As well they should. If there ever was a case that made a mess of the civil litigation process, was short-sighted, caused delays and additional expense, and hampered access to justice, it was the Court’s decision in Sharma v. Timminco Ltd. The court ruled that plaintiffs in secondary market misrepresentation class actions had to bring their case within three years of the date that the misrepresentation was made.
Extending the limitation period is not a new concept. For years, judges have done so with respect to various prescriptions by applying the doctrine of “special circumstances” or making a nunc pro tunc order, the effect of which is to backdate the granting of an order to an earlier date. Whether judges could grant relief on these grounds under the Securities Act was an issue that would inevitably arise.

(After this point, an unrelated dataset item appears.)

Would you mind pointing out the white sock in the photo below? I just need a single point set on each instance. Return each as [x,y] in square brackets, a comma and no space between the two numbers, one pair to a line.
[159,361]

This having been said, shouldn’t the court, with its publicly professed concerns about delay and access to justice, decided in Timminco whether the limitation period could be extended? It would be all over now if they did, subject only to an appeal to the Supreme Court of Canada, which is something that is likely going to happen no matter what the Court of Appeal now decides.
And here’s a suggestion that I believe would earn more than a few brownie points: whatever the result of the current appeals, have the Court of Appeal pay all parties’ costs out of its own budget. Ridiculous as this somewhat tongue-in-cheek suggestion may seem, there’s an argument that it would make sense to the public, if not to the profession.